Ice sculpture is a pretty cool art form, literally. It is becoming more popular as decorations for weddings, retirement parties and the like. It may be, however, the genre of art that offers the least satisfaction. I can’t imagine creating a masterpiece, only to watch it melt, sometimes in a matter of hours.
All ice sculpture uses ice, of course, as its raw material. The “up” side of this is that it is relatively cheap and the “down” side is that its lifetime is determined by the temperature of the environment where it is sculpted. One can last for minutes or months.
The characteristics of ice will change according to the temperature around it. Think of a snowflake and how it changes during its life. It will fall as snow, may melt into water or may freeze into ice, all by just the slightest change in temperature.
It is best to start with commercial blocks of ice that are frozen from pure, clean water with little to no impurities. These qualities help to make the ice as clear as possible, although transparency is directly related to the freezing process.
Ice that appears cloudy is a result of finely trapped air molecules that tend to bind to impurities while naturally freezing. Mechanically clear ice is usually made as a result of controlling the freezing process by the circulation of water in the freezing chamber. This process will eliminate any trapped air from binding to the impurities during freezing. Certain machines and processes allow slow freezing that produce clear blocks of ice by removing impurities.
Sometimes ice is turned clear after it has been carved by applying heat from propane or a Mapp Gas cylinder. This alters the opaque effect that is obtained during carving. The ice turns clear after the outside is melted. Caution must be used as ice melts quickly, softening the edges and contours. This, in turn, will change the look of the final piece.
Not all carved blocks are clear. For special effects, carvers will sometimes use white ice blocks that look like snow. Colored blocks are obtained by adding dye during the freezing process. The real intricate designs use a combination of clear, white and colored to achieve the desired effect.
The sculptures are usually formed with individual artisans using simple tools such as hand saws and chain saws and razor-sharp chisels. For larger, commercial pieces CNC machines and molding systems are employed.
Ice sculptures can range from very simple to elaborate. Many punch bowls at wedding receptions are ice carved in the shape of swans or hearts. They are used extensively in upper-scale restaurants to enhance the presentation of food such as seafood and sorbets. The dish Peach Melba was created when Chef Auguste Escoffier used an ice swan carving to present his famous dish. Cruise ships, holiday buffets and Sunday brunches, to name a few, all make use of these exquisite designs. Sometimes entire bars are made of ice.
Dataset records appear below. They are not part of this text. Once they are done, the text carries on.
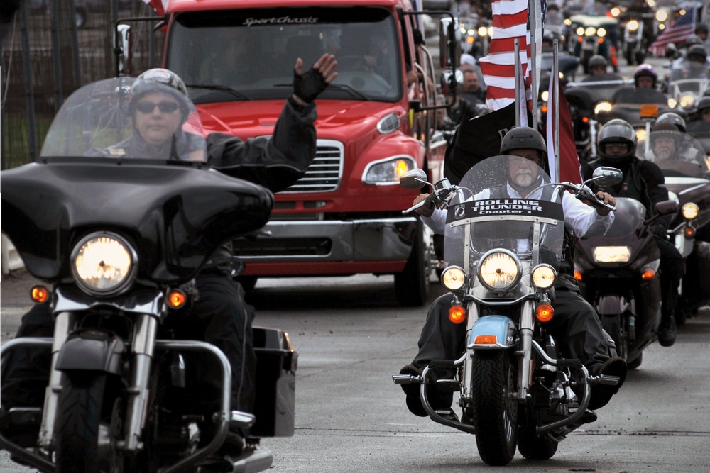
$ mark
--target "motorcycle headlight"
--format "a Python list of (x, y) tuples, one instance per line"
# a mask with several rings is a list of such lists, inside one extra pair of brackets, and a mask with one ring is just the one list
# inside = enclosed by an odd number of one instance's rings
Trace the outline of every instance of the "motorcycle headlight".
[(449, 266), (442, 273), (442, 284), (449, 291), (458, 291), (466, 284), (466, 273), (458, 266)]
[(114, 233), (89, 235), (72, 252), (75, 279), (82, 291), (94, 296), (111, 296), (127, 287), (137, 262), (136, 250)]
[(388, 157), (368, 165), (363, 173), (362, 182), (374, 186), (395, 185), (399, 184), (402, 174), (415, 167), (414, 159), (410, 157)]
[(688, 202), (687, 204), (683, 205), (683, 217), (687, 220), (697, 218), (699, 211), (699, 207), (698, 207), (697, 204), (693, 204), (692, 202)]
[(594, 107), (594, 113), (599, 115), (603, 112), (610, 112), (611, 111), (611, 102), (599, 102)]
[(595, 246), (594, 261), (598, 263), (626, 263), (631, 257), (628, 246)]
[(692, 94), (684, 94), (680, 96), (678, 103), (684, 108), (689, 108), (695, 104), (695, 96)]
[(479, 277), (493, 292), (508, 292), (520, 279), (520, 264), (510, 252), (494, 250), (484, 255)]
[(547, 289), (555, 283), (555, 269), (550, 265), (538, 265), (532, 270), (530, 279), (535, 287)]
I think the most intriguing use of ice sculptures are ice hotels. Yep, you read this right, does it make you shiver already? These hotels are made of snow and sculpted blocks of ice. They may include restaurants, chapels, saunas and hot tubs. Now really, imagine a sauna in a room made of ice. That’s a little counter-productive!
Beds are made of snow and ice, as are benches and furniture. Walls, fixtures and fittings are made entirely of ice or compacted snow and are held together using a substance known as snice which takes the place of mortar. Temperatures in rooms are below zero and guests use furs, blankets and sleeping bags to keep warm. Guess my electric blanket is out of the question here.
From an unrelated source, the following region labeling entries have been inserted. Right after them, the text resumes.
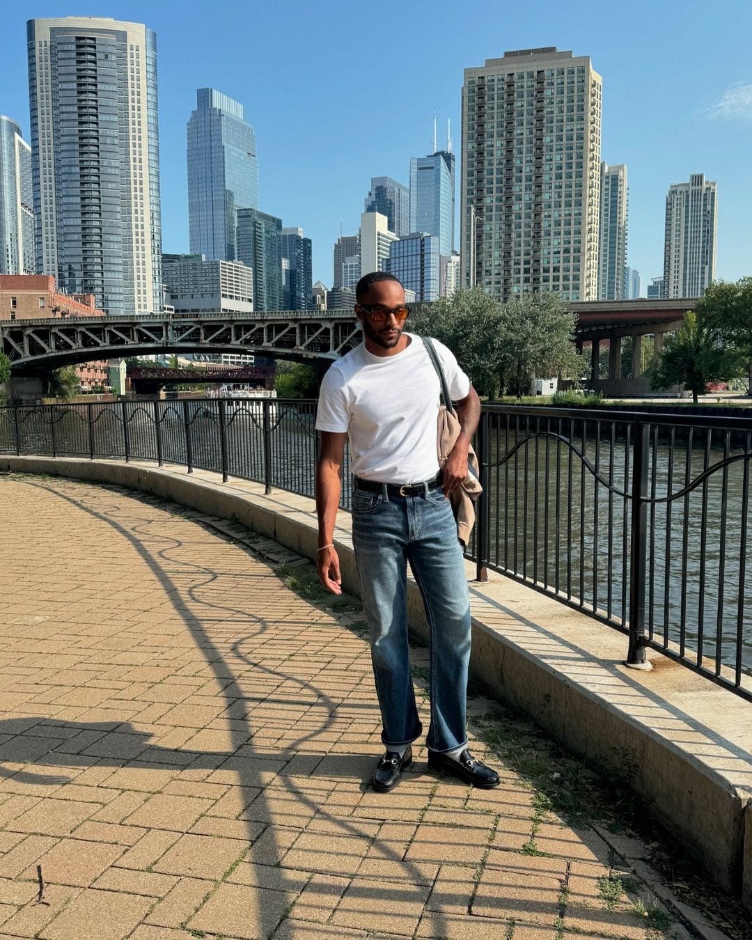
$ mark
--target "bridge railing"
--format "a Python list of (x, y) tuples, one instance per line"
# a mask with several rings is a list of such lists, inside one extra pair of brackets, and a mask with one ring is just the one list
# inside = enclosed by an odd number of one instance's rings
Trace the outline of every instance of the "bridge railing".
[[(116, 457), (314, 494), (314, 401), (0, 409), (0, 452)], [(467, 556), (752, 700), (752, 418), (486, 405)], [(346, 467), (346, 472), (348, 468)], [(342, 507), (350, 506), (343, 487)]]

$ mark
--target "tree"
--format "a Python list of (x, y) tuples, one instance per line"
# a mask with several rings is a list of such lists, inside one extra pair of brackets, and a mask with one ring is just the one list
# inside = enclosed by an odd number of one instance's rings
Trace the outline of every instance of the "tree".
[(0, 352), (0, 405), (6, 403), (6, 395), (3, 386), (6, 383), (10, 381), (10, 360), (5, 354), (5, 352)]
[(536, 376), (579, 377), (577, 318), (559, 294), (516, 294), (501, 311), (501, 384), (510, 395), (529, 394)]
[(64, 366), (53, 369), (50, 374), (49, 392), (55, 399), (71, 399), (79, 387), (79, 379), (75, 366)]
[(323, 373), (299, 362), (277, 362), (274, 389), (280, 399), (318, 399)]
[(495, 398), (499, 374), (500, 305), (480, 288), (440, 297), (411, 315), (411, 333), (448, 346), (480, 395)]
[(739, 368), (738, 357), (718, 344), (715, 332), (694, 310), (684, 314), (676, 333), (669, 334), (663, 350), (648, 370), (653, 388), (682, 385), (692, 400), (707, 390), (708, 383), (723, 382)]
[(717, 331), (725, 346), (733, 347), (747, 374), (752, 395), (752, 277), (713, 281), (697, 301), (695, 312), (702, 323)]

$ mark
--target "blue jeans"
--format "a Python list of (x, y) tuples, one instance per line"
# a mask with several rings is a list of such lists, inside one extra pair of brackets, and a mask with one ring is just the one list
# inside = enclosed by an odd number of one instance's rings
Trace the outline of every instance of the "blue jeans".
[(409, 562), (431, 629), (428, 745), (449, 751), (465, 744), (470, 603), (449, 500), (441, 489), (428, 487), (419, 496), (356, 488), (352, 545), (370, 634), (382, 741), (388, 750), (412, 743), (423, 731), (410, 672)]

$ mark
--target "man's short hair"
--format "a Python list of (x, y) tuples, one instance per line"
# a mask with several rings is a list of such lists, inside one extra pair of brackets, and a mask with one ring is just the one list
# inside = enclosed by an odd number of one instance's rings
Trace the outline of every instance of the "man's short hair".
[(369, 274), (364, 274), (358, 281), (355, 287), (355, 300), (360, 303), (370, 290), (371, 284), (377, 284), (379, 281), (397, 281), (400, 287), (402, 286), (400, 278), (390, 274), (388, 271), (371, 271)]

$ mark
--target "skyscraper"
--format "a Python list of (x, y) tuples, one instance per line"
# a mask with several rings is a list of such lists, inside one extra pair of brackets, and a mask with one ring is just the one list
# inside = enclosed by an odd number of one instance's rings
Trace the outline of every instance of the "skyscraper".
[(281, 310), (282, 219), (258, 209), (238, 210), (237, 260), (253, 268), (255, 310)]
[(701, 297), (715, 277), (715, 183), (702, 173), (674, 183), (666, 197), (662, 297)]
[(281, 244), (282, 260), (288, 262), (282, 287), (282, 308), (312, 310), (311, 240), (304, 238), (302, 228), (283, 228)]
[(410, 190), (391, 177), (371, 177), (364, 208), (385, 215), (389, 231), (398, 237), (410, 234)]
[[(340, 235), (337, 242), (335, 242), (335, 276), (332, 282), (333, 288), (351, 287), (350, 284), (345, 283), (345, 265), (347, 264), (350, 269), (348, 277), (352, 278), (352, 271), (355, 266), (355, 259), (357, 259), (358, 277), (360, 277), (360, 239), (357, 235)], [(351, 290), (354, 290), (354, 287), (352, 287)]]
[(385, 215), (381, 212), (363, 212), (360, 216), (360, 270), (361, 274), (372, 271), (386, 271), (389, 246), (397, 235), (389, 230)]
[(33, 274), (31, 148), (21, 128), (0, 115), (0, 274)]
[[(439, 236), (412, 232), (389, 245), (384, 270), (400, 278), (417, 301), (437, 300), (446, 284), (446, 258), (439, 250)], [(443, 275), (443, 277), (442, 277)]]
[(555, 47), (465, 69), (462, 282), (507, 300), (556, 290), (595, 300), (601, 76)]
[(410, 231), (437, 235), (445, 258), (454, 250), (454, 154), (446, 150), (410, 160)]
[(107, 313), (158, 310), (156, 35), (67, 17), (27, 37), (37, 269)]
[(627, 300), (637, 300), (642, 293), (642, 278), (636, 268), (627, 268)]
[(237, 211), (258, 208), (256, 134), (239, 102), (213, 88), (199, 88), (196, 98), (188, 121), (191, 251), (231, 261)]
[(601, 164), (601, 232), (598, 299), (623, 300), (627, 277), (627, 167)]

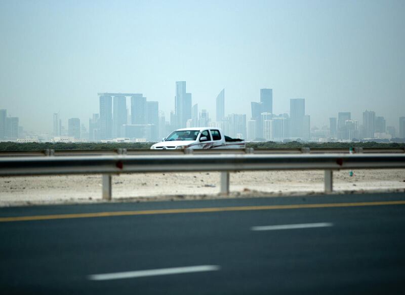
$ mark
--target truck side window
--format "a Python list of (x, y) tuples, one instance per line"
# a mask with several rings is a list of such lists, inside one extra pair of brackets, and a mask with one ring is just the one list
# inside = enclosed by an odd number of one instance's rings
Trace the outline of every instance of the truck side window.
[(213, 140), (221, 140), (221, 134), (218, 130), (211, 130)]
[(211, 141), (211, 137), (210, 136), (210, 133), (208, 132), (208, 130), (204, 130), (201, 133), (201, 136), (199, 137), (200, 138), (201, 137), (204, 137), (205, 136), (207, 137), (207, 141)]

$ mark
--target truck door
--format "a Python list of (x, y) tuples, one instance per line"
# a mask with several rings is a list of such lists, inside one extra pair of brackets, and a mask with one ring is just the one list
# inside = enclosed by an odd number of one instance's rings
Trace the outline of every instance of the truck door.
[(212, 140), (211, 140), (211, 136), (208, 130), (204, 130), (201, 133), (199, 136), (200, 144), (198, 145), (199, 148), (202, 149), (207, 149), (211, 148), (212, 146)]
[(212, 135), (213, 148), (222, 146), (222, 138), (221, 137), (221, 133), (219, 130), (211, 129), (210, 131)]

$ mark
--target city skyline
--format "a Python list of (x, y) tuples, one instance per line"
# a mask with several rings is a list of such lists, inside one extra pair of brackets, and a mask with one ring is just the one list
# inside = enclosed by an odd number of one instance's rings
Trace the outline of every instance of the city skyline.
[(3, 1), (0, 105), (25, 128), (50, 132), (50, 113), (87, 125), (99, 111), (97, 93), (131, 91), (169, 117), (173, 85), (186, 80), (193, 104), (212, 117), (222, 89), (226, 113), (247, 114), (268, 88), (275, 113), (305, 98), (312, 126), (336, 110), (361, 118), (369, 109), (397, 128), (404, 9), (393, 0)]
[[(318, 129), (310, 124), (311, 116), (306, 114), (304, 98), (290, 99), (288, 113), (272, 112), (272, 89), (261, 89), (260, 101), (251, 102), (250, 118), (246, 114), (224, 112), (226, 100), (225, 89), (222, 89), (215, 99), (216, 107), (213, 118), (212, 114), (209, 117), (209, 113), (206, 109), (202, 109), (201, 112), (198, 113), (198, 104), (193, 104), (192, 94), (186, 92), (186, 81), (176, 81), (174, 102), (175, 110), (171, 111), (169, 121), (165, 120), (164, 112), (159, 109), (159, 102), (147, 101), (142, 94), (99, 93), (98, 96), (99, 112), (93, 113), (89, 119), (88, 128), (85, 124), (80, 124), (79, 118), (69, 118), (66, 130), (60, 118), (60, 113), (54, 113), (53, 135), (68, 135), (75, 139), (85, 139), (80, 136), (82, 132), (87, 134), (86, 139), (91, 140), (126, 137), (155, 141), (158, 140), (158, 135), (161, 136), (166, 131), (170, 132), (181, 128), (209, 126), (222, 128), (233, 137), (248, 140), (282, 141), (300, 138), (307, 141), (313, 140), (311, 130)], [(1, 110), (0, 124), (2, 128), (0, 133), (3, 135), (0, 139), (16, 139), (18, 130), (22, 130), (22, 127), (19, 125), (19, 118), (11, 118), (10, 115), (6, 117), (7, 110)], [(222, 119), (218, 119), (219, 114), (222, 116)], [(387, 138), (388, 135), (394, 138), (403, 133), (403, 118), (399, 118), (398, 128), (387, 126), (383, 116), (376, 116), (375, 111), (366, 109), (362, 112), (362, 124), (359, 124), (357, 118), (351, 117), (351, 112), (339, 112), (337, 117), (329, 118), (329, 133), (322, 134), (324, 137), (338, 140), (380, 138), (381, 136)], [(7, 125), (3, 122), (5, 119), (10, 122), (8, 126), (10, 127), (14, 120), (14, 131), (10, 131), (8, 137), (4, 136), (3, 129)], [(326, 128), (328, 127), (324, 125), (321, 129), (325, 130)], [(10, 134), (13, 136), (10, 137)], [(316, 136), (320, 137), (319, 134)]]

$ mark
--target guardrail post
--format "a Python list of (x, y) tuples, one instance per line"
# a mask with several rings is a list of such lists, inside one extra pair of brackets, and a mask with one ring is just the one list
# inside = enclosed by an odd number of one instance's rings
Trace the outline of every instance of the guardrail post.
[(325, 170), (325, 192), (330, 193), (333, 190), (333, 171)]
[(221, 194), (229, 194), (229, 172), (221, 172)]
[(301, 152), (303, 154), (309, 154), (311, 152), (311, 149), (308, 147), (301, 148)]
[(255, 149), (253, 148), (246, 148), (245, 149), (245, 152), (247, 154), (253, 154), (255, 152)]
[(103, 199), (110, 201), (112, 198), (111, 174), (103, 174)]
[(363, 152), (363, 148), (362, 147), (355, 147), (354, 152), (356, 154), (361, 154)]

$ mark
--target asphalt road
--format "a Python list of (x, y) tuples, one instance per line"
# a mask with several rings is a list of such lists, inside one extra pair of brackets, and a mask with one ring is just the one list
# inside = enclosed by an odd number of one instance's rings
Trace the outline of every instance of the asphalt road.
[(0, 293), (404, 293), (404, 193), (2, 208)]

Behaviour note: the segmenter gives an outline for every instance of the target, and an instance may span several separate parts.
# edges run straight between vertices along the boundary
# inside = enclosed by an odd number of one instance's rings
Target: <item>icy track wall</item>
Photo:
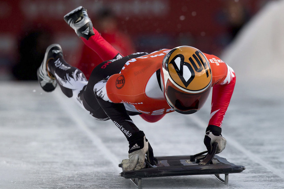
[[[283,10],[284,1],[268,3],[221,56],[236,72],[237,83],[270,92],[284,88]]]

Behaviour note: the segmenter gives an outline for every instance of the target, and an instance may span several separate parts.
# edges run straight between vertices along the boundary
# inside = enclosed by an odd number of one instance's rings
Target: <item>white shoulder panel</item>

Prices for these rooms range between $300 and $3,000. I am not a wimp but there is no way I am paying that much money for a room I can hardly keep warm in. These hotels usually are functional between November and March. The building material is cheap but the hotels have to be constructed new each year since they melt every spring.
Ice sculpting has become a big event in several areas of the northern climates. Since 1989 Alaska has hosted the annual World Ice Art Championships which are typically held the last week of February and the first week of March. Nearly 100 sculptors from around the world come to sculpt large blocks of pristine natural ice which is referred to as “Arctic Diamonds.” Approximately 45,000 spectators come to the event which is run primarily by volunteers. One of the most popular attractions is the Kid’s Park where kids of all ages can glide down ice slides or spin in ice twirling tops.
The competition is broken down into single block and multi block events and each of these events are further segregated by abstract and realistic carvings. The Single Block Classic has teams of two workers who carve a 3 x 5 x 8-foot block of naturally faced Alaskan ice weighing 7800 pounds.
The Multi-Block Classic has four people to a team and each team receives 10 blocks of ice with each measuring 6 x 4 x 3 feet and weighing 4400 pounds each. Teams in both competitions must handle 55,000 pounds of ice. This may look like fun, but it is certainly no easy task. Competitors require strength, endurance and engineering skills as well as a mastery of the basic ice sculpture techniques and artistic design.
The very neat thing about art is that it comes in all forms. Everyone in every walk of life can find something that appeals to him or her. Ice sculpting is not on my list of things I would like to try. However, I have the utmost respect for anyone who has mastered this craft and certainly admire the exquisite designs whenever I see them.